The house is dark and silent. The doors are locked, the windows darkened, and it's difficult to gauge how early I've awakened in the resulting abyss that swims before my opened eyes. This darkness that surrounds me is absolute. Not like the dimming of the sky as the day progresses, or the arrival of the curfewed night. This inky blackness seems to stain me with its weight. So complete I cannot fathom any source or degree of light that might be capable of piercing through.
Phantom images begin to slide across my periphery; imagined figures with hateful, hungry eyes. They approach me, stepping softly with their arms outstretched, and I can almost feel their breath upon me. Sense the nearness of their grasping fingers at my throat.
I yearn to flee, to leave this bed, and house, and all those with condemning eyes, but know that I cannot. The locked doors will not unlock for me; light will not fill the room for me. The sensors, timers, and-- by extension-- me, are all beholden to another's will. So, instead, I shut them out, closing in around myself so my knees are at my chin, and my fist is wrapped protectively around the trinket hanging from my neck. I shouldn't have it, shouldn't wear it, shouldn't cling to it like this. The Gospel that protects our Peace forbids such things. Indulgent. Frivolous. Selfish.
By keeping it I prove myself these things. I have accepted this reality, for I cannot bring myself to dispose of it. Because, though deviant and other, it does more than just comfort me, it reminds me of her.
And, as though responding at the thought of her, sunlight floods in through the glass.
An overhead display begins to flash, intending to awaken me.
My relief is palpable. I release my vise-grip on the locket and inspect the heart shaped indent left there on my palm, but not for long. Sensing my weight still laid out on the mattress, the bed begins to quake in short and urgent bursts.
I step down, cutting off the tremors and the strobing of my bed.
As always, I kneel before the altar of the Gospel, but today I do not plead forgiveness for my hubris. I do not ask for strength. I do not thank its mercy. Today I only kneel.
As always, I wash and dress and groom.
As always, I cloak my skin in coverings of gray and place the barcode tags above them. They provide identity to my otherwise obscured and uniform appearance.
But today feels different somehow.
I feel different.
I uncover the locket from beneath my wrappings and my tag, and remember her again.
"Lisa," she'd called herself, indicating my barcode, so I'd understand she was identifying herself as her hands gave shape to the sound that echoed from her lips. Where her own tag should have been, a heart-shaped locket hung in its place.
The same locket.
It's been months now since she's blown in and out of my life. The fire had come flying through our orchards too fast to save me; a wall of flame that had cut me off from the retreating group. The heat of it had been consuming, but more than that, the sound. A roaring beast that swallowed up the air, the sky, and the Gospel's Peace and Silence.
It was insatiable. The heat and light was blinding, and yet my vision began to dim until there was only darkness left. I knew I'd been devoured then.
When she'd pulled me out that day, I thought that I'd been wrong, but thinking on it now, I'd been right: a part of me had died that day.

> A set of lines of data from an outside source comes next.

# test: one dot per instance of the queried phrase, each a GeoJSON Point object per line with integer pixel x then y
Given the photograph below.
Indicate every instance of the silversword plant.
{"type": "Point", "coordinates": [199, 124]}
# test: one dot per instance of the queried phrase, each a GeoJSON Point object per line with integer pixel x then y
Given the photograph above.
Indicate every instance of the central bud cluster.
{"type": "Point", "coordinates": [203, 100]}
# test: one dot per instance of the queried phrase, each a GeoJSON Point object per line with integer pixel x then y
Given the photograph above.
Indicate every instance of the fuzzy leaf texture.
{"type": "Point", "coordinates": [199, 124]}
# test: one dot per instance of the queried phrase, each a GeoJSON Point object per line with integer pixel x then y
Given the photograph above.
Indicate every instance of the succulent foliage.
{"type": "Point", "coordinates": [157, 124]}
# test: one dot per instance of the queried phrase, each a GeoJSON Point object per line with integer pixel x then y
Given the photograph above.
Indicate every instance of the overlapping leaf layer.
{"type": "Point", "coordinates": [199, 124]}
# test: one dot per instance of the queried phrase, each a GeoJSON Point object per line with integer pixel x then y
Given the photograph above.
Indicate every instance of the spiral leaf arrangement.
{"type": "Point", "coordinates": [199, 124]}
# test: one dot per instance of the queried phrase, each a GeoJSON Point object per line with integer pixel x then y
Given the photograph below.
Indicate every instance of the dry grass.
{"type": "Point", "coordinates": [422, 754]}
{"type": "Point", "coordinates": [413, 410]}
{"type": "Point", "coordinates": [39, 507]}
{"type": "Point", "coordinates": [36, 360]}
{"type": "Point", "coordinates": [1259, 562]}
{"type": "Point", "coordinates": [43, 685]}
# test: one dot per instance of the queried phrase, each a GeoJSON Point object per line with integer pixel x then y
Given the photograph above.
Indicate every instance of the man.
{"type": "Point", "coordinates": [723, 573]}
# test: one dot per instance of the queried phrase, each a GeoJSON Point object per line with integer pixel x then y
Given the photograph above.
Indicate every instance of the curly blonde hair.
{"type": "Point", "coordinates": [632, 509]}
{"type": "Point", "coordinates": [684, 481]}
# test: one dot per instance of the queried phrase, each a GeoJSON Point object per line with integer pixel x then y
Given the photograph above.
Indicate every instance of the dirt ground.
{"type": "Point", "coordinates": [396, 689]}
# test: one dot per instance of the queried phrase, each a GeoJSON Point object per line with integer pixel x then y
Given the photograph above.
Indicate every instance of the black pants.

Under her care my burns had healed, but without my coverings I'd felt as exposed as the raw skin beneath the bandages. I'd longed for the comforts of the Gospel, haunted by the ghost of the me who'd perished in the fire.
Now, I long for the life I'd been reborn to. I remember the assortment of color and pattern in her garments, the unshaved length of flowing hair, plaited neatly over her shoulder. I remember her sound. A sin that cut through Silence and called attention to an individual.
Lisa, I mouth, feeling the shape and weight of sound atop my tongue, but still afraid to vocalize it.
"Come with me." she'd said, hands trailing after the sounds from her lips again.
But I hadn't. I'd come back, chasing the security I'd known in our Gospel. Seeking the certainty it provided with our Peace.
I found only shadows of these things.
She'd split the locket on her neck and draped the chain around me. Then slowly and deliberately, she shaped the words, I won't forget you.
Standing here now, my coverings no longer wrap me in their safety, our Silence doesn't comfort me. I feel strangled, suffocated... terrified.
The house unlocks the doors and the lighting dims to warn me to depart, and I make a choice. Perhaps my first if I'm honest with myself. I leave the locket out, I remove the coverings from my head, and I depart.
Depart the house that's become my grave. Depart the Gospel and the Peace that it protects. And depart from certainty to face what's sure to be an end of one kind or another.